Tolerance means that the value must be > tolerance
and less than (diff/max)>tolerance
Always returns 0 if the Matrix have different sizes
@param A :: matrix to check.
@return true on success
*/
{
return this->equals(A, 1e-8);
}
//---------------------------------------------------------------------------------------
template <typename T>
bool Matrix<T>::equals(const Matrix<T> &A, const double Tolerance) const
/**
Element by element comparison within tolerance.

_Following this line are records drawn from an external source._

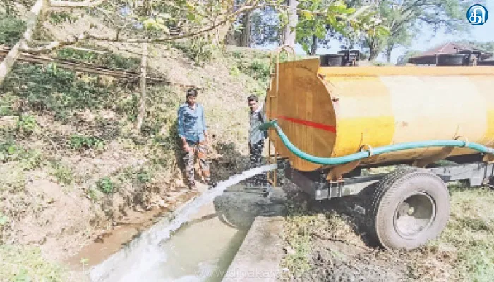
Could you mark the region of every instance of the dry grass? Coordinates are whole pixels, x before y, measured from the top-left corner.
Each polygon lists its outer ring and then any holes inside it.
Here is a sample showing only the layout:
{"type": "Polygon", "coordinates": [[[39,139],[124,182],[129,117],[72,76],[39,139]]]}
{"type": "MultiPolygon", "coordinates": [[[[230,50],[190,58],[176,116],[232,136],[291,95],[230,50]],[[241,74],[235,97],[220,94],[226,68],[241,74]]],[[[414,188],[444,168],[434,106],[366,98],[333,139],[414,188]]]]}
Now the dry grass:
{"type": "Polygon", "coordinates": [[[452,211],[447,228],[437,240],[409,252],[373,250],[356,233],[351,218],[335,212],[315,214],[296,204],[289,206],[285,222],[289,252],[282,262],[288,271],[280,278],[337,279],[342,277],[337,274],[342,269],[338,262],[347,262],[353,266],[344,268],[348,269],[347,274],[366,281],[491,281],[494,215],[489,211],[494,204],[494,192],[457,183],[450,185],[450,190],[452,211]],[[384,272],[383,266],[387,266],[384,272]]]}

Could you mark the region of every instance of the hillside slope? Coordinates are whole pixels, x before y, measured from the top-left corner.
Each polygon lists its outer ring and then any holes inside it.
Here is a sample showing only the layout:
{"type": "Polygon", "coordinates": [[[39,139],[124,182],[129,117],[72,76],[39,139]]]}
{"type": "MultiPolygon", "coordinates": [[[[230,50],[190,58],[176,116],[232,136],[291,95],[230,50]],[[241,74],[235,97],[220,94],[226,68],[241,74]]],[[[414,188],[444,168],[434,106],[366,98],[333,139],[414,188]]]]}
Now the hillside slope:
{"type": "MultiPolygon", "coordinates": [[[[248,166],[246,99],[265,92],[269,54],[229,49],[199,66],[189,59],[197,54],[190,42],[175,46],[180,49],[150,47],[150,73],[200,88],[198,102],[214,136],[212,177],[225,179],[248,166]]],[[[84,47],[99,51],[64,49],[51,56],[138,68],[139,46],[84,47]]],[[[6,277],[66,281],[61,262],[143,213],[168,212],[195,195],[181,181],[176,143],[184,87],[148,85],[140,135],[134,129],[136,82],[18,63],[1,93],[0,256],[10,262],[1,263],[6,277]],[[28,259],[19,259],[23,257],[28,259]],[[43,266],[35,267],[40,262],[43,266]]]]}

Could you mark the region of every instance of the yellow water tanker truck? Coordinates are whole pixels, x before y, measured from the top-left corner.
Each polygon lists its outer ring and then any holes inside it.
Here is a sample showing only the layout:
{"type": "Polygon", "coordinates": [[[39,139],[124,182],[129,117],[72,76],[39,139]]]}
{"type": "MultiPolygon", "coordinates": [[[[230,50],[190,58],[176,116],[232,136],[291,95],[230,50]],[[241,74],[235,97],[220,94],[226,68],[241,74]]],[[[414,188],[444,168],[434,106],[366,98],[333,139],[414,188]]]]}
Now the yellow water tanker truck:
{"type": "Polygon", "coordinates": [[[285,177],[317,200],[371,191],[366,216],[385,248],[442,232],[445,183],[494,182],[493,67],[334,67],[316,58],[272,73],[263,128],[289,164],[285,177]],[[390,165],[399,166],[361,173],[390,165]]]}

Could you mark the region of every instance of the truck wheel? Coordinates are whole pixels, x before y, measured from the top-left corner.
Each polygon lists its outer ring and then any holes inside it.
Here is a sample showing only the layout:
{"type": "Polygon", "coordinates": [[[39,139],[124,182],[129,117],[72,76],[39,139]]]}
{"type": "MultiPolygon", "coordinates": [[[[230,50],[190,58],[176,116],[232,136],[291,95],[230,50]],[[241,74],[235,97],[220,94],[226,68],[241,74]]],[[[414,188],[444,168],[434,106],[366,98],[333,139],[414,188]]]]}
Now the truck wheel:
{"type": "Polygon", "coordinates": [[[400,167],[385,176],[372,197],[371,228],[386,249],[414,249],[436,238],[450,216],[445,183],[421,168],[400,167]]]}

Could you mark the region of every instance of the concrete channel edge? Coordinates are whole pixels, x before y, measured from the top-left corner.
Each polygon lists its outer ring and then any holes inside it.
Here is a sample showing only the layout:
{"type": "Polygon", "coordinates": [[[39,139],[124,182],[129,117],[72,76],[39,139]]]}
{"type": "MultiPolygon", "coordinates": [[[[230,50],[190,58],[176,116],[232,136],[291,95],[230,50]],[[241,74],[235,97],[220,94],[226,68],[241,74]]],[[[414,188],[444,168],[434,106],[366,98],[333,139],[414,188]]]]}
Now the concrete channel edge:
{"type": "Polygon", "coordinates": [[[222,282],[276,281],[283,257],[282,216],[258,216],[222,282]]]}

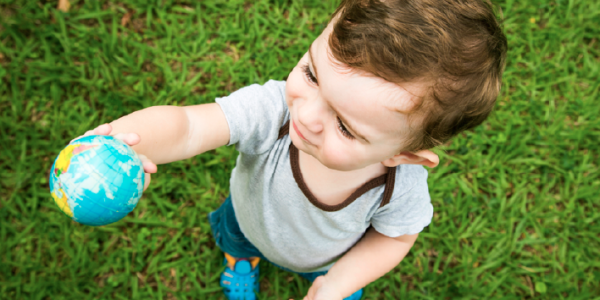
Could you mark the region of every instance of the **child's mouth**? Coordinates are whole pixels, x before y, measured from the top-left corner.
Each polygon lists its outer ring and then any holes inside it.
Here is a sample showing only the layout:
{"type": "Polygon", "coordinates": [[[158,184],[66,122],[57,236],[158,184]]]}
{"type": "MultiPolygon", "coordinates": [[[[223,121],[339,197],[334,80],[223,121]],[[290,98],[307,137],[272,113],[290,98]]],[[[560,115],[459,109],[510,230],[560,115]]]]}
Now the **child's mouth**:
{"type": "Polygon", "coordinates": [[[296,131],[296,134],[303,140],[307,141],[308,143],[310,143],[303,135],[302,133],[300,133],[300,130],[298,130],[298,127],[296,126],[296,122],[292,121],[292,126],[294,127],[294,130],[296,131]]]}

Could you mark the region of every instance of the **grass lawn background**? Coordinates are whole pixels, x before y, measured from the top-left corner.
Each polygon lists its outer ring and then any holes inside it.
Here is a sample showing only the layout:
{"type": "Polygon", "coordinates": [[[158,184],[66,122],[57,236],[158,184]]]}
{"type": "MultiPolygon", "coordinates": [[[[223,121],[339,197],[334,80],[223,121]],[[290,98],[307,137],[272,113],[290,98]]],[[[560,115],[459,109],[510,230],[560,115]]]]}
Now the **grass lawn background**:
{"type": "MultiPolygon", "coordinates": [[[[435,215],[364,299],[600,299],[600,4],[495,1],[508,64],[495,112],[439,147],[435,215]]],[[[152,105],[283,80],[337,1],[0,0],[0,299],[223,299],[206,220],[223,147],[159,166],[109,226],[66,218],[48,174],[74,137],[152,105]]],[[[260,299],[309,283],[261,263],[260,299]]]]}

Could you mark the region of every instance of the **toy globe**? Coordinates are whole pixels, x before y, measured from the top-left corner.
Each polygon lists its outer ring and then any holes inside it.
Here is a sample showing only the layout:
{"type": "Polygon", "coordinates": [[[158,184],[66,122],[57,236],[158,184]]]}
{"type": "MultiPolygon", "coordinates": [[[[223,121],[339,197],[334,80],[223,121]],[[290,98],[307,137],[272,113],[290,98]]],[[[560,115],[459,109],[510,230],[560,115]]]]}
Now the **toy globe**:
{"type": "Polygon", "coordinates": [[[114,223],[137,205],[144,189],[144,168],[137,154],[112,136],[73,140],[50,172],[50,193],[71,219],[85,225],[114,223]]]}

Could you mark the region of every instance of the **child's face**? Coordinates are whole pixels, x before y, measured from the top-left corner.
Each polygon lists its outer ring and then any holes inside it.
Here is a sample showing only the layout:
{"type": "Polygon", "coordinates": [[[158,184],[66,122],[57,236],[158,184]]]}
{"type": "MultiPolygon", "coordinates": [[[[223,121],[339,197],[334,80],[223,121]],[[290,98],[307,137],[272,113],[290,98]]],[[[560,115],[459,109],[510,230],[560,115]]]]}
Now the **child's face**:
{"type": "Polygon", "coordinates": [[[410,133],[406,117],[398,111],[411,107],[419,86],[407,85],[409,92],[381,78],[336,67],[328,54],[331,31],[330,23],[287,79],[290,138],[330,169],[395,166],[390,158],[399,154],[410,133]]]}

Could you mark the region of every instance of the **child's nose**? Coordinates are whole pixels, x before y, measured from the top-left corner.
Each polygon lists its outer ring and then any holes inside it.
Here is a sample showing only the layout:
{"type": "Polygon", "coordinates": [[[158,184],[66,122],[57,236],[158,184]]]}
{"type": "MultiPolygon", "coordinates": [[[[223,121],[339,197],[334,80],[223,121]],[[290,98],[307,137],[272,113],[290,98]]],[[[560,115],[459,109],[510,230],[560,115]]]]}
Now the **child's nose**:
{"type": "Polygon", "coordinates": [[[324,108],[319,100],[304,102],[298,111],[298,121],[311,133],[323,131],[324,108]]]}

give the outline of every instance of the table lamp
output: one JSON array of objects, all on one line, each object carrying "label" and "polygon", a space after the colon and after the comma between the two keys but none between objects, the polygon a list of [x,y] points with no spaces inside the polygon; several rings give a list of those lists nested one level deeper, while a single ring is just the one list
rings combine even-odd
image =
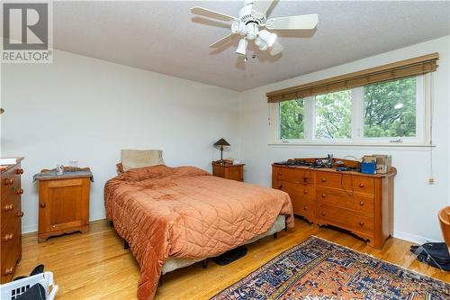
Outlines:
[{"label": "table lamp", "polygon": [[225,139],[221,138],[220,140],[214,142],[214,146],[220,146],[220,162],[223,162],[223,146],[231,146]]}]

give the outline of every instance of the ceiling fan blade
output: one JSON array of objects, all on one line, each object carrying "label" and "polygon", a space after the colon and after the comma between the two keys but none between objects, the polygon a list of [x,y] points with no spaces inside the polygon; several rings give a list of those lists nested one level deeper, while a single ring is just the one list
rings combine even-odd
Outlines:
[{"label": "ceiling fan blade", "polygon": [[272,4],[275,1],[277,0],[270,0],[270,1],[255,0],[255,2],[253,3],[252,10],[264,14],[264,15],[266,15],[270,6],[272,6]]},{"label": "ceiling fan blade", "polygon": [[230,41],[231,41],[231,37],[232,36],[233,36],[233,33],[230,33],[229,35],[224,36],[223,38],[221,38],[220,40],[217,41],[216,42],[212,43],[210,45],[210,48],[218,48],[220,45],[229,42]]},{"label": "ceiling fan blade", "polygon": [[274,43],[274,46],[272,46],[272,49],[270,50],[270,55],[273,55],[273,56],[275,56],[279,53],[281,53],[281,51],[283,51],[283,46],[282,44],[280,44],[280,42],[278,41],[275,41],[275,42]]},{"label": "ceiling fan blade", "polygon": [[316,14],[292,15],[288,17],[273,18],[268,22],[271,29],[274,30],[302,30],[313,29],[319,23],[319,17]]},{"label": "ceiling fan blade", "polygon": [[200,7],[200,6],[194,6],[193,8],[191,8],[191,13],[195,14],[200,14],[202,16],[206,16],[209,18],[223,20],[223,21],[233,21],[234,19],[236,19],[233,16],[225,14],[221,14],[221,13],[218,13],[218,12],[214,12],[214,11],[212,11],[211,9],[207,9],[207,8],[203,8],[203,7]]}]

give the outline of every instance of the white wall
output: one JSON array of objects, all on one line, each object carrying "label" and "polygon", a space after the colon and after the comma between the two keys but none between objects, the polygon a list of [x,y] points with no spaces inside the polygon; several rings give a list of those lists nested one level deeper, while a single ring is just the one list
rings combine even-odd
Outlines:
[{"label": "white wall", "polygon": [[[104,186],[121,149],[162,149],[169,166],[211,170],[224,137],[238,151],[238,94],[68,52],[52,64],[2,66],[3,157],[24,156],[23,232],[37,230],[44,168],[90,167],[90,219],[104,217]],[[232,156],[232,153],[224,153]]]},{"label": "white wall", "polygon": [[[392,164],[398,168],[394,187],[394,236],[418,242],[442,241],[436,214],[441,207],[450,204],[449,49],[450,37],[447,36],[243,92],[240,95],[240,150],[241,158],[247,163],[246,181],[270,186],[271,163],[292,158],[320,157],[327,153],[338,158],[375,152],[391,154]],[[433,73],[432,91],[435,185],[428,185],[429,149],[268,145],[273,141],[267,123],[266,92],[432,52],[438,52],[440,56],[439,68]]]}]

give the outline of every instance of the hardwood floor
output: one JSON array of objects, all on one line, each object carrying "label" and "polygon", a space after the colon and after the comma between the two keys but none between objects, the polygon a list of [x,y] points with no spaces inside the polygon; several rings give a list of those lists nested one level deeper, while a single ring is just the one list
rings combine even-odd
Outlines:
[{"label": "hardwood floor", "polygon": [[[238,281],[277,254],[302,242],[310,235],[350,247],[415,271],[450,282],[450,272],[418,263],[409,252],[410,242],[390,239],[382,250],[368,247],[353,235],[330,228],[310,225],[295,219],[295,228],[266,237],[248,245],[246,257],[229,266],[209,261],[177,269],[164,277],[156,299],[207,299]],[[105,220],[90,223],[88,233],[50,238],[38,244],[37,233],[22,237],[22,259],[14,276],[28,275],[38,264],[53,271],[59,285],[57,299],[135,299],[140,269],[122,240]]]}]

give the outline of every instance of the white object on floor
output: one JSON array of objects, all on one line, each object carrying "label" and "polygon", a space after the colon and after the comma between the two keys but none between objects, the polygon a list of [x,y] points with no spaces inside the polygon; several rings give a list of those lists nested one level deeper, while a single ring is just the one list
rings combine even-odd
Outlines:
[{"label": "white object on floor", "polygon": [[[0,286],[0,299],[14,300],[32,286],[40,283],[45,288],[46,300],[55,299],[59,286],[53,282],[53,273],[44,272]],[[51,291],[50,291],[51,288]]]}]

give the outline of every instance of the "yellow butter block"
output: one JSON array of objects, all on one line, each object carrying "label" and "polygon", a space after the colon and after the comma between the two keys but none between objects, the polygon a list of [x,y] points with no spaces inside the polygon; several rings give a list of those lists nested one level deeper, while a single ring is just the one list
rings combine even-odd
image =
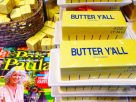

Tolerance means that the value must be > tolerance
and less than (diff/max)>tolerance
Always returns 0 if the Matrix have different sizes
@param A :: matrix to check.
@param Tolerance :: tolerance in comparing elements
@return true on success
*/
{
if (&A != this) // this == A == always true
{
if (A.m_numRows != m_numRows || A.m_numColumns != m_numColumns)
return false;
double maxS(0.0);
double maxDiff(0.0); // max di
for (size_t i = 0; i < m_numRows; i++)
for (size_t j = 0; j < m_numColumns; j++) {
const T diff = (m_rawData[i][j] - A.m_rawData[i][j]);
if (fabs(diff) > maxDiff)
maxDiff = fabs(diff);
if (fabs(m_rawData[i][j]) > maxS)
maxS = fabs(m_rawData[i][j]);
}
if (maxDiff < Tolerance)
return true;
if (maxS > 1.0 && (maxDiff / maxS) < Tolerance)
return true;
return false;
}
// this == this is true
return true;
}
//---------------------------------------------------------------------------------------
/** Element by element comparison of <
Always returns false if the Matrix have different sizes
@param A :: matrix to check.
@return true if this < A
*/template <typename T> bool Matrix<T>::operator<(const Matrix<T> &A) const {
if (&A == this) // this < A == always false
return false;
if (A.m_numRows != m_numRows || A.m_numColumns != m_numColumns)
return false;
for (size_t i = 0; i < m_numRows; i++)
for (size_t j = 0; j < m_numColumns; j++) {
if (m_rawData[i][j] >= A.m_rawData[i][j])
return false;
}
return true;
}
//---------------------------------------------------------------------------------------
/** Element by element comparison of >=
Always returns false if the Matrix have different sizes
@param A :: matrix to check.
@return true if this >= A
*/
template <typename T> bool Matrix<T>::operator>=(const Matrix<T> &A) const {
if (&A == this)
return true;
if (A.m_numRows != m_numRows || A.m_numColumns != m_numColumns)
return false;
for (size_t i = 0; i < m_numRows; i++)
for (size_t j = 0; j < m_numColumns; j++) {
if (m_rawData[i][j] < A.m_rawData[i][j])
return false;
}
return true;
}
/**
Sets the memory held in matrix
@param a :: number of rows
@param b :: number of columns
*/
template <typename T> void Matrix<T>::setMem(const size_t a, const size_t b) {
if (a == m_numRows && b == m_numColumns && m_rawData != nullptr)
return;
if (a <= 0 || b <= 0)
return;
m_numRows = a;
m_numColumns = b;
// Allocate memory first - this has to be a flat 1d array masquerading as a 2d
// array so we can expose the memory to Python APIs via numpy which expects
// this
// style of memory layout.
auto allocatedMemory = Kernel::make_unique<T[]>((m_numRows * m_numColumns));
// Next allocate an array of pointers for the rows (X). This partitions
// the 1D array into a 2D array for callers.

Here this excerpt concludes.